Reflections on Power, Pride and Grace
“It is compromise that prevents each set of reformers from crushing the group at the other end of the political spectrum.” ― John Fitzgerald Kennedy, Profiles in Courage
Throughout our history there have been legislative issues that have deeply divided the Oregon assembly. Should our Democratic Republic survive, there will be many more. Democracy survives only by engagement, not withdrawal.
It is illustrative to look back at this very month, exactly 70 years ago. The divisive issue was not abortion or gender-affirming medical procedures as articulated in today’s HB 2002. It was segregation in 1953. People of color were not accepted in many places of so-called ‘public accommodation’ in Oregon. This Northwest state was firmly rooted in the South. The rhetoric was as passionate and righteous as anything today. Opponents of desegregation claimed a bill in the Legislature was a ”constitutional violation of their freedom of choice.” Desegregation would amount to forced associations with people against their will. There was moral and religious outrage on both sides of the debate. Rev. Elbert Riddick of the Church of the Good Shepherd in Portland said the legislation forced upon citizens “unwanted companionship” and “compulsory equality.”
There wasn’t a walkout then. Couldn’t happen. It was one-party rule like nothing we experience today. Republicans ran everything. Had there been an Endangered Species Act, Democrats would have made the list. The Oregon Senate consisted of 26 Republicans, only four Democrats.
If those four Democrats were to withhold their participation nobody would have missed them. The political problem 70 years ago was that the party in power could not walk away from themselves. They had to set aside personal animosities and grievances, make their best arguments, issue their most passionate pleas, and then make a decision that many in their own party would despise regardless of the outcome.
In the face of intense opposition in his own party, a young state representative, Republican Mark Hatfield, stood against the angry tide washing over the Capitol, offered grace over anger, and the historic Civil Rights Bill of 1953 became law.

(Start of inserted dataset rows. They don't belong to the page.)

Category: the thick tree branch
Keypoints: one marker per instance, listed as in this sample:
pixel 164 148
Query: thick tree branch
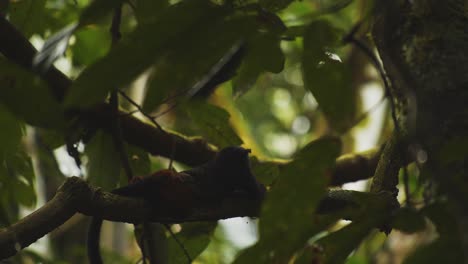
pixel 77 196
pixel 191 151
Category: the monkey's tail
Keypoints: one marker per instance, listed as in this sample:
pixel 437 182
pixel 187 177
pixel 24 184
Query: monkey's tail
pixel 94 233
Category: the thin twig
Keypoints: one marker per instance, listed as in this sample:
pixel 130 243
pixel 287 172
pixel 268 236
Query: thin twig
pixel 140 109
pixel 365 114
pixel 181 245
pixel 406 186
pixel 368 52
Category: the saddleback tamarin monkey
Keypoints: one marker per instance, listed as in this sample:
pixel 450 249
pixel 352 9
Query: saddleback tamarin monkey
pixel 175 192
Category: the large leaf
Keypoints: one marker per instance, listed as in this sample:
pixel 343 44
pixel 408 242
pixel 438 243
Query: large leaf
pixel 327 77
pixel 289 209
pixel 17 180
pixel 210 50
pixel 103 165
pixel 275 5
pixel 447 248
pixel 137 52
pixel 91 44
pixel 97 10
pixel 28 16
pixel 147 11
pixel 409 220
pixel 28 97
pixel 373 211
pixel 10 134
pixel 213 123
pixel 263 54
pixel 194 237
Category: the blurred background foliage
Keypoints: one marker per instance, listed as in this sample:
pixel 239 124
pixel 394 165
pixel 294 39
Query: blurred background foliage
pixel 298 81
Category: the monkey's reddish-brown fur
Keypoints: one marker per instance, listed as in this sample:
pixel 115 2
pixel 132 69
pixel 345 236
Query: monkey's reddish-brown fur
pixel 177 193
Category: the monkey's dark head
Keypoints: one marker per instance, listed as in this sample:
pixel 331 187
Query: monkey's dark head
pixel 233 158
pixel 234 166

The issue that threatens our government process is rooted far deeper than HB 2002. If not this bill, then it will be the next and then the one after that. HB 2002 is not the source of the problem, it is a reflection of something much deeper that has been lost in the Senate. Trust and respect. It has been supplanted with political pugilism. A commitment to win at all costs, even if that cost is the very institution of democracy itself.
Without trust and respect no negotiation is possible. Mario Puzo, author of “The Godfather” analyzed it well.
“Never hate your enemies—it affects your judgement.”
There are 30 senators in Oregon. Each one, I genuinely believe, is an honest, dedicated person of strong convictions. The process needs that. Groupthink is the enemy of democracy, not the standard bearer. Each one of them, Republican and Democrat, can choose to be a leader.
It would be a suitable time to dust off that old copy of “Profiles in Courage” and re-read the story of Sam Houston of Texas, who despite intense opposition by his own supporters put the Union ahead of rebellion, and Edmund G. Ross of Kansas, whose lone vote saved the American presidency.
As Kennedy noted years ago: “There are few if any issues where all the truth and all the right and all the angels are on one side.”
Positions may be elected, but leaders emerge, as Kennedy noted, when time and circumstance demand it. That time, that circumstance has arrived in Oregon. Currently, there are the minimum majority of 16 Democrats in the Senate chamber. Each and every one of them has the power, in their vote, to stand and demand a new approach.
Who, if any, among them will step forward? Only trust and respect will lead the Senate out of the abyss. Neither virtue can be demanded. They can only be earned. Only then will grace lead them home.